Homonyms are the bane of English speakers everywhere. For some people, the differences sink in immediately and choosing the right one is easy. For plenty of other people, it might as well be a task for Hercules.

One of the basics, the necessary ones you must know for an agent to respect you, is “There,” “Their,” and “They’re.” Each has a very different meaning and purpose. This means a reader can usually figure out what you meant to say, but why risk the confusion? When self-editing, it’s easy to go through and check that you’ve used the right “There” if you remember a few simple facts.


An adverb, “there” specifies location. “Over there” is a simple concept that specifies a place that isn’t “here.” In fact, one could say that “there” is anywhere that isn’t “here.” However, you’re probably more likely to write something like “Over there, on the far side of town, is the graveyard.” See? Describing a location.

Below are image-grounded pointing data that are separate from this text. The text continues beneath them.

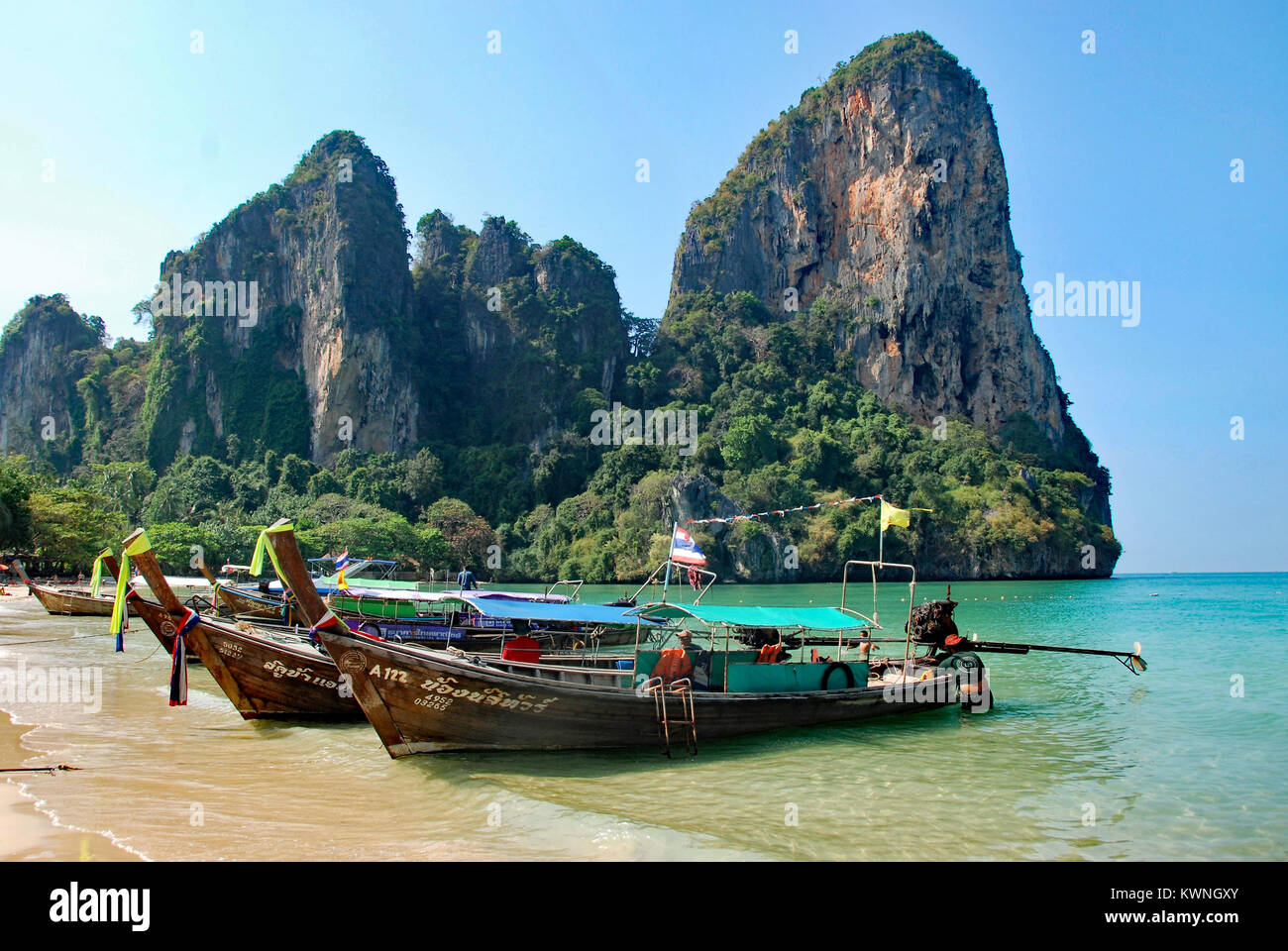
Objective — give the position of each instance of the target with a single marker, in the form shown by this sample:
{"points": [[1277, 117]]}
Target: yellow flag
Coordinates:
{"points": [[892, 515]]}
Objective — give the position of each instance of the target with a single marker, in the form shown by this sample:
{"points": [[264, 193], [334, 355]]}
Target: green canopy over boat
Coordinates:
{"points": [[811, 619]]}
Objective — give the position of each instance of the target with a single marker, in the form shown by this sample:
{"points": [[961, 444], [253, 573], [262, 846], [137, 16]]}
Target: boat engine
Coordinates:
{"points": [[932, 624]]}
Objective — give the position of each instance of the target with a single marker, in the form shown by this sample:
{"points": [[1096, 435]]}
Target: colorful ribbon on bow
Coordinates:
{"points": [[97, 574], [179, 659], [262, 545], [123, 581]]}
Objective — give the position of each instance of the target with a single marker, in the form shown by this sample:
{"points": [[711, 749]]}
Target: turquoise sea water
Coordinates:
{"points": [[1078, 758]]}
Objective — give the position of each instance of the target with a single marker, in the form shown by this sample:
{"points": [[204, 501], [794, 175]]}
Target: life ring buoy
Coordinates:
{"points": [[673, 665], [837, 665]]}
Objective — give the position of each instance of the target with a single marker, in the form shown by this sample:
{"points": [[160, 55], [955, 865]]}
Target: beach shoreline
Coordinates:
{"points": [[27, 832]]}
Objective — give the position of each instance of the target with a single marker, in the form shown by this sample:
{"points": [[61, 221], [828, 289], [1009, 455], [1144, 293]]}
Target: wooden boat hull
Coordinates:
{"points": [[59, 602], [235, 602], [425, 701], [262, 677]]}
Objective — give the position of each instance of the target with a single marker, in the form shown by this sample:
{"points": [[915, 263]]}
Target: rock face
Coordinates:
{"points": [[531, 333], [747, 552], [883, 197], [323, 364], [43, 354]]}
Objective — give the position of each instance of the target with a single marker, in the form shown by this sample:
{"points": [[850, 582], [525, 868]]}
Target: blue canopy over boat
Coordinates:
{"points": [[738, 616], [539, 611]]}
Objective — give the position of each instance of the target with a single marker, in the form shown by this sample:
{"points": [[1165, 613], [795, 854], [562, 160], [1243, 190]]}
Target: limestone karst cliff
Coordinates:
{"points": [[320, 365], [846, 317], [883, 197]]}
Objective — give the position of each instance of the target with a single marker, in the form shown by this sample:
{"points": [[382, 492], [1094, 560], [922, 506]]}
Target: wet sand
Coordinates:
{"points": [[26, 831]]}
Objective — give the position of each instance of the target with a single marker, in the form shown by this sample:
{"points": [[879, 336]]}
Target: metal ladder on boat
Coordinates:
{"points": [[686, 724]]}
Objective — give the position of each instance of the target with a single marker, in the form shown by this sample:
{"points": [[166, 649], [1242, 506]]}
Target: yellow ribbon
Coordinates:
{"points": [[123, 581], [97, 575], [257, 562]]}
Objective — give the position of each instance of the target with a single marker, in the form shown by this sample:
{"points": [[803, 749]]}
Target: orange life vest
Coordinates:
{"points": [[769, 654]]}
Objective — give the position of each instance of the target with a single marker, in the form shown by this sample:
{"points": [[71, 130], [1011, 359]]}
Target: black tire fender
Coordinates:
{"points": [[837, 665]]}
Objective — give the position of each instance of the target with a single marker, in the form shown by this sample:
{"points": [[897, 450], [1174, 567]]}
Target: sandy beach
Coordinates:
{"points": [[26, 830]]}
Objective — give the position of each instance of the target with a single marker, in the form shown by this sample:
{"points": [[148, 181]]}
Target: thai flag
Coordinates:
{"points": [[686, 551]]}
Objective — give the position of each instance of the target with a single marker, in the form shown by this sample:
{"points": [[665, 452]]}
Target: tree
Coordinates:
{"points": [[16, 486], [468, 534], [73, 525]]}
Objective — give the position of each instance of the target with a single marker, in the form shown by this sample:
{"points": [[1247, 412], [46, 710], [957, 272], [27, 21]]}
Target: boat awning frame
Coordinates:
{"points": [[552, 612], [741, 616]]}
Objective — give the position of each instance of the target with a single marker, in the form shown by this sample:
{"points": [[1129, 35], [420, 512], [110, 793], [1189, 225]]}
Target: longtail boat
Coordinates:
{"points": [[722, 672], [231, 600], [482, 620], [77, 602], [263, 673]]}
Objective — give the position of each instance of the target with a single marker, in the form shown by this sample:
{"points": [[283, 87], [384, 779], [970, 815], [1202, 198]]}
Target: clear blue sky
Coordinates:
{"points": [[1119, 162]]}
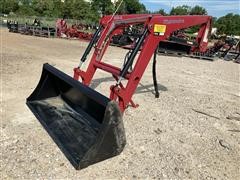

“There” and “here” both describe location, and conveniently, “there” is simply “here” with an extra “t” on the front. Useful trick for remembering which “there” is “over there.”


This time, our homonym is a pronoun. A possessive pronoun, specifically. It identifies something owned by “them.” For example, if a book could be described as both “his book” and “her book,” one might rather say that it is “their book.” The possessive pronouns are a short list, and you probably remember most of them easily:Mine, yours, his/hers, their, whose.

That’s it. So when you want to write about something belonging to a group, remember the right homonym is “their.”


This one is the easiest to identify, at least for me. Why? Because it’s a contraction. That’s what that apostrophe (the comma-looking thing up high between the “y” and the “r”) means. Contractions are two words mashed together so they take less effort to say. Like “can’t” or “don’t.” Those mean “can not” and “do not.” Well, “they’re” means “they are.” It’s a combination of the pronoun “they” and the verb “are.”

So if you want to use “they’re,” ask yourself if you could put “they are” in the same place and the sentence would still make sense. If the answer is “yes,” you’re using the right “they’re.”

See, simple. Place (there), possessive pronoun (their), and pronoun/verb contraction (they’re). Three very different words that sound (and look) alike. Any questions?